No documento, consultado pela nossa redação na página oficial do partido no Facebook, o PAIGC acusa o regime de Umaro Sissoco Embaló de ter “deliberadamente enfraquecido as instituições democráticas” desde 2020, apontando irregularidades no recenseamento eleitoral, exclusão de candidatos e uso do Tesouro Público para financiar a campanha presidencial.
A nota descreve a crise pré-eleitoral, a crise pós-eleitoral, o posicionamento da comunidade internacional, o quadro de transição traçado pela CEDEAO, a agenda política do partido e a posição relativamente às declarações de dirigentes que integraram governos saídos de golpes de Estado.
O partido denuncia que, após as eleições de novembro de 2025, quando todas as atas oficiais davam como vencedor o candidato apoiado pelo PAIGC, Fernando Dias da Costa, “o país foi surpreendido por um estranho e atípico golpe de Estado”, que confiscou a vontade popular e levou à detenção de vários dirigentes, incluindo Domingos Simões Pereira.
A comunidade internacional, incluindo CEDEAO, União Africana, Nações Unidas, União Europeia e CPLP, condenou o golpe e exigiu o restabelecimento da ordem constitucional.

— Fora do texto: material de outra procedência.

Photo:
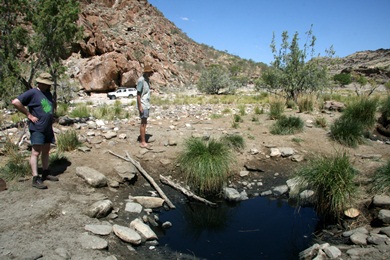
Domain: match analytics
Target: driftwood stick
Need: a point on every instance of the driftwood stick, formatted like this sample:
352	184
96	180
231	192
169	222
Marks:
185	191
147	176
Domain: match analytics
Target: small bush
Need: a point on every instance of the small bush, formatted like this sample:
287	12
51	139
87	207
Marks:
258	110
241	109
17	117
62	109
234	141
287	125
306	104
332	180
320	121
347	131
381	179
67	141
57	158
357	119
290	103
205	164
297	140
276	109
237	118
226	111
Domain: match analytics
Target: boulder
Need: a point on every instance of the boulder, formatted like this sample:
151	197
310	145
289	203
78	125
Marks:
91	176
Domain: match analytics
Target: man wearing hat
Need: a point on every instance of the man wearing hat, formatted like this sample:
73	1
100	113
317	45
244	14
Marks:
39	101
143	102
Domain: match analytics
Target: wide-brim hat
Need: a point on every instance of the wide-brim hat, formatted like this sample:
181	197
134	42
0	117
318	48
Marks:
45	78
148	68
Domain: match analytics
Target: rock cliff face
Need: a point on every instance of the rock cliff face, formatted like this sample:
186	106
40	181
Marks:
371	64
122	36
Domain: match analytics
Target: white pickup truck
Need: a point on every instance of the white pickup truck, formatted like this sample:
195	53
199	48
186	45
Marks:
122	92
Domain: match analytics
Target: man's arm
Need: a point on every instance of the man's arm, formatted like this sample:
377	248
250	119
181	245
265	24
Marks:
22	109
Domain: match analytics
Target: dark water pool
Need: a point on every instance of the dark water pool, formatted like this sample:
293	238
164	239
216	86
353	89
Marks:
258	228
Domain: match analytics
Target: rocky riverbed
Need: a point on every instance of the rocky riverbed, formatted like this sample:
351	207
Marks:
58	223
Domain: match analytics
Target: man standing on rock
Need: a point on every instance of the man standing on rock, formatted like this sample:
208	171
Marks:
39	101
143	103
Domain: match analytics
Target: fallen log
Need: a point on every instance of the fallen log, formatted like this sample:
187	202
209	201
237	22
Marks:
186	192
147	176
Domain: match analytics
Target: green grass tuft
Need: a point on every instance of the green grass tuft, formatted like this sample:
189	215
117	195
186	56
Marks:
234	141
206	165
381	179
332	180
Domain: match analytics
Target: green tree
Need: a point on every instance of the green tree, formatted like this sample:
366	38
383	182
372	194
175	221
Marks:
14	37
37	34
214	79
290	74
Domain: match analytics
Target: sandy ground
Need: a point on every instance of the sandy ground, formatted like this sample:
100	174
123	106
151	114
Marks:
49	222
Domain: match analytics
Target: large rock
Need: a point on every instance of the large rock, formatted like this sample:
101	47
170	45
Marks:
103	73
91	176
100	209
148	202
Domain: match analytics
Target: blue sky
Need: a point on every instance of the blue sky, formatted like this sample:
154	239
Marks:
244	28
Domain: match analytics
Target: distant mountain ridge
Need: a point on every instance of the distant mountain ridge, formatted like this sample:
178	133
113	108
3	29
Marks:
121	36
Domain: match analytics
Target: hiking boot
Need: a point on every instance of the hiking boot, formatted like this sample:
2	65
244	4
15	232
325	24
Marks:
46	176
38	183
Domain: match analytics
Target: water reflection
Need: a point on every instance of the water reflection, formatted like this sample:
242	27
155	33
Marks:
258	228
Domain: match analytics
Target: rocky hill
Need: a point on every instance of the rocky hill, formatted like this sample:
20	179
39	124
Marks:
371	64
121	36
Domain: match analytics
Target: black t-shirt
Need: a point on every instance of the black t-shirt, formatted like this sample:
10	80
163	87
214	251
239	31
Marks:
40	105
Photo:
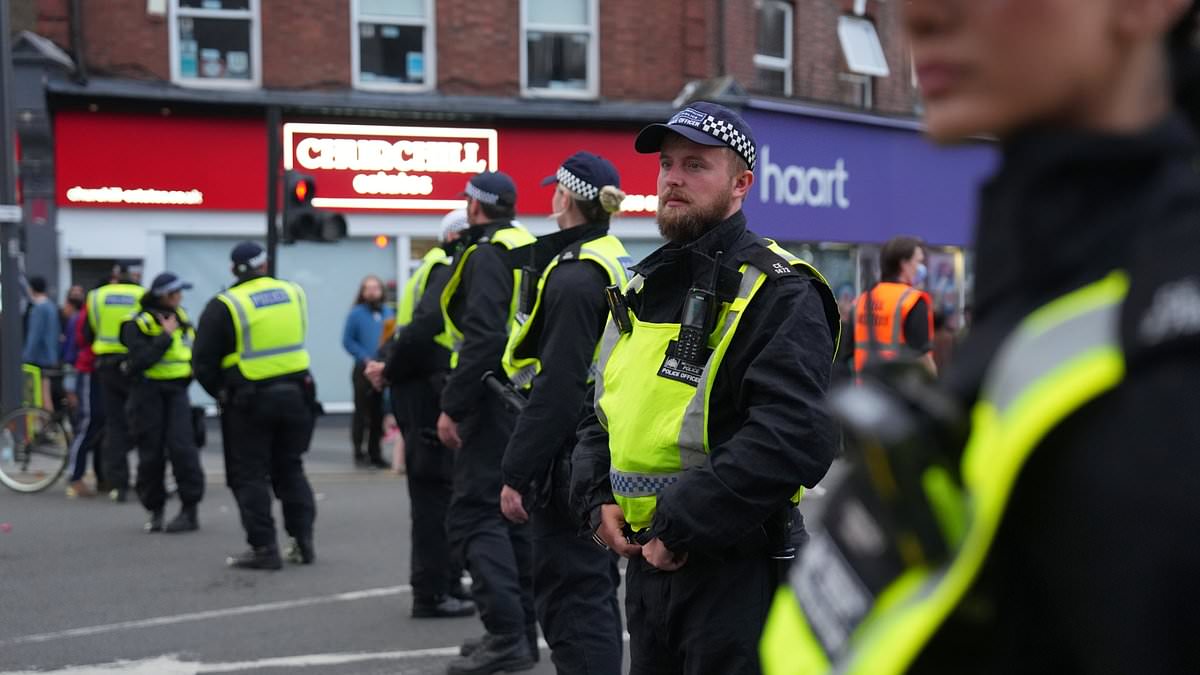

A CEDEAO suspendeu a Guiné-Bissau dos seus órgãos decisórios e traçou um roteiro político que, segundo o PAIGC, tem sido ignorado pelas novas autoridades.
O PAIGC afirma que a sua prioridade é “a reposição imediata da normalidade constitucional”, exigindo a libertação de Domingos Simões Pereira e o cumprimento integral das decisões da CEDEAO. O partido sublinha ainda que prepara o XI Congresso Ordinário e as comemorações dos 70 anos da sua fundação, previstas para setembro de 2026.
Relativamente às críticas internas, o PAIGC acusa os chamados “camaradas governamentais” de violarem os estatutos ao integrarem governos ilegítimos e ao participarem em campanhas adversárias. O partido rejeita a alegada crise interna e garante que continua “forte, unido e coeso, guiado pelos seus valores e princípios e inspirado nos ideais libertadores de Amílcar Cabral”.